MADISON — Candidates vying for the 101st district seat agreed on many issues Wednesday, Oct. 17 including paid leave, building state revenue and keeping young people in the state, while attempting to separate their platforms by age and experience.
Republican incumbent Noreen Kokoruda and Democratic newcomer John-Michael Parker were posed questions from the debate’s host, the League of Women Voters of the East Shore, for about an hour. Some questions came from audience members, who packed the meeting space.
“I think it's time for my generation to step up and take some responsibility and I want to work hard to ensure that families, and grandparents, and young people, are able to stay in this place that they love,” Parker said.
He said that the legislature needs more millennials to represent the makeup of Connecticut and of Madison and Durham.
“If we want to think about a state that's going to be more effective and exciting for millennials, then I think we should see more millennials in our legislature,” Parker said. “I think it would be really exciting to have a young person, a millennial, representing us in Madison, who can get up there and think really personally about some of these issues and the solutions it's going to take.”
Kokoruda agreed that the legislature should look like Connecticut as a whole. That means grandmothers like her need to be represented too.
“I've lived in town for 40 years. I've been you. I've moved here as a young mom ... now I'm a grandmother and in between I was a small business executive, I ran the Shoreline Foundation,” Kokoruda said. “I'm really proud that us old women have somebody championing for them too. Your life experience is worth something and I think it's valuable and I think we have to understand that.”
The candidates were asked about their stance on topics ranging from school safety, taxes, electronic tolling, the state budget and healthcare.
Both expressed similar beliefs on school safety — that there’s room for improvement — but offered differing approaches.
Parker said he would like to see a ban on “ghost” guns and tighter regulations on assault weapons in the next legislative session. A former teacher, he said schools should be loving, caring, hopeful places for students to grow.
“Often this issue can be deeply politicized, and it ought not to. What more important issue could we be working on than ensuring that our students could live happy and healthy lives in the buildings and institutions that we create for them to do that,” Parker said. “And to be clear, I've talked to many folks in our towns who are gun owners, who are law abiding citizens, and who say we want to ... have a conversation about how we're ensuring common sense gun regulations for all people.”
Kokoruda has focused more on keeping teachers safe and did not stipulate whether she would support tighter gun regulations. She said we need to focus on mental health programs that need better funding, and promote social-emotional learning in schools.

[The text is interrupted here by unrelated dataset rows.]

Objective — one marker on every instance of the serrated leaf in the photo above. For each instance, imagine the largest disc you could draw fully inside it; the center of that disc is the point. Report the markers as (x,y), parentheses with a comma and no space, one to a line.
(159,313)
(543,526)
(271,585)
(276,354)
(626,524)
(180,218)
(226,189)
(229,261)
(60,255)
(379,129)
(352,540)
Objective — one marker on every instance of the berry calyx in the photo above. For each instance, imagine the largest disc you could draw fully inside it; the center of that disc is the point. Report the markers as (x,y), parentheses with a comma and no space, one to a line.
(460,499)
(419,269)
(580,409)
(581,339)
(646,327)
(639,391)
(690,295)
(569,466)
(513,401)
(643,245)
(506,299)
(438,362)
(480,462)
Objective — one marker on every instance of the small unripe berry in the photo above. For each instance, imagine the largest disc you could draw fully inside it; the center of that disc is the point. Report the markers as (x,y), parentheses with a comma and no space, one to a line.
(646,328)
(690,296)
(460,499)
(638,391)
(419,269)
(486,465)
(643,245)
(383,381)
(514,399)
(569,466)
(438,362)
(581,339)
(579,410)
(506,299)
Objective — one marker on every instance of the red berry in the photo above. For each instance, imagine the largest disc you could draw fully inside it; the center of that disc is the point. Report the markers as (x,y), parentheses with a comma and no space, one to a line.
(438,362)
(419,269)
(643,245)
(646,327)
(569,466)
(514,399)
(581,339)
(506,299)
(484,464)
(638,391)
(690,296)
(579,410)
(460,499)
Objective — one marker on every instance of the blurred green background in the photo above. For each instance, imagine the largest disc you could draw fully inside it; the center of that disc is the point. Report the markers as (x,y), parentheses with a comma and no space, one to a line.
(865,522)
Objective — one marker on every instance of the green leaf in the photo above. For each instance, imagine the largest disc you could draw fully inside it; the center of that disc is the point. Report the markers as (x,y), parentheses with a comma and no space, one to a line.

“Our children are coming to school angry ... Their trauma is being translated into our teachers being injured on the job,” Kokoruda said.
Both candidates said they would be in favor of a fair electronic tolling system and agreed that Connecticut residents should be charged a discounted rate and if tolls go up, that the gas tax should go down.

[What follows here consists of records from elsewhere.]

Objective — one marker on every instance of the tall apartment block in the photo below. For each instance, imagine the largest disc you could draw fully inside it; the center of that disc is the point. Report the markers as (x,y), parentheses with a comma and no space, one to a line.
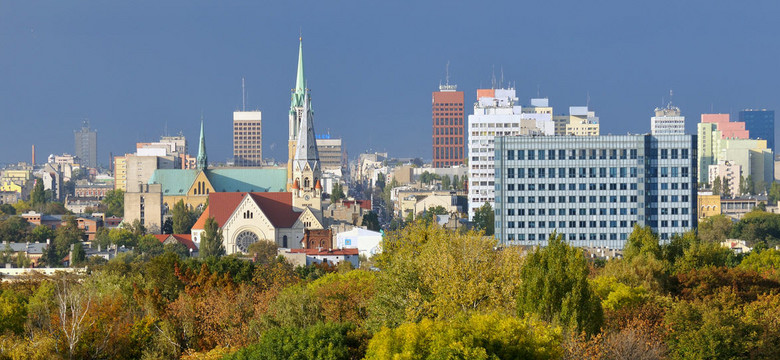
(667,121)
(85,140)
(761,124)
(593,190)
(247,138)
(497,113)
(448,134)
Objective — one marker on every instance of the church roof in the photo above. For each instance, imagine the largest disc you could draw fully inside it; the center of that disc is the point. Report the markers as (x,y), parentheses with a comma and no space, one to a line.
(277,206)
(179,181)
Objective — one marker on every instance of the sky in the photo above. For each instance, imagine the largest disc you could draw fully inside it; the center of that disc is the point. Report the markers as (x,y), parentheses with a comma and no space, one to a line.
(136,69)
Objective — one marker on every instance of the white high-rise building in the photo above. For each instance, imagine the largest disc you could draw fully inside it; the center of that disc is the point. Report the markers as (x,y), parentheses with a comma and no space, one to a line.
(497,113)
(667,121)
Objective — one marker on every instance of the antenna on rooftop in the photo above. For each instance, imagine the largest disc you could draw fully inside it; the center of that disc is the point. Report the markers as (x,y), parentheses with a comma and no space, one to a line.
(447,74)
(493,78)
(243,95)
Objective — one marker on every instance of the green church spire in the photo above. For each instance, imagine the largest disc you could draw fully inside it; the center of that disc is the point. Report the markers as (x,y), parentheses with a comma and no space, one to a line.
(203,159)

“I know tolls are a big topic right now and I'm not going to say I'm totally opposed to them. But it's a tax,” Kokoruda said.
Although it’s not exactly what she wanted, she said she will support the constitutional amendment on the November ballot for a transportation lockbox that would prohibit lawmakers from using the state transportation fund for anything other than transportation purposes.
“If they could guarantee you the money from tolls would only be used to fix our roads, to fix our bridges, to support Shoreline East, Metro North, I think most of us would support it. We need guarantees,” Kokoruda said.
Parker said he will also vote in support of the lockbox amendment.
“My frame on this issue is less as another tax, and more of a usage fee. And that should apply equally to people wherever they are, whatever companies they are, using our roads. And of course we should do it fairly and reasonably and looking out for people in our state,” Parker said. “We're missing out on a significant revenue stream and an industry standard.”
Both candidates said they support the other November ballot constitutional amendment question, which would require public hearings on bills to authorize the transfer, sale or disposal of state-owned properties, such as state parks, forests and conserved lands to non-state entities.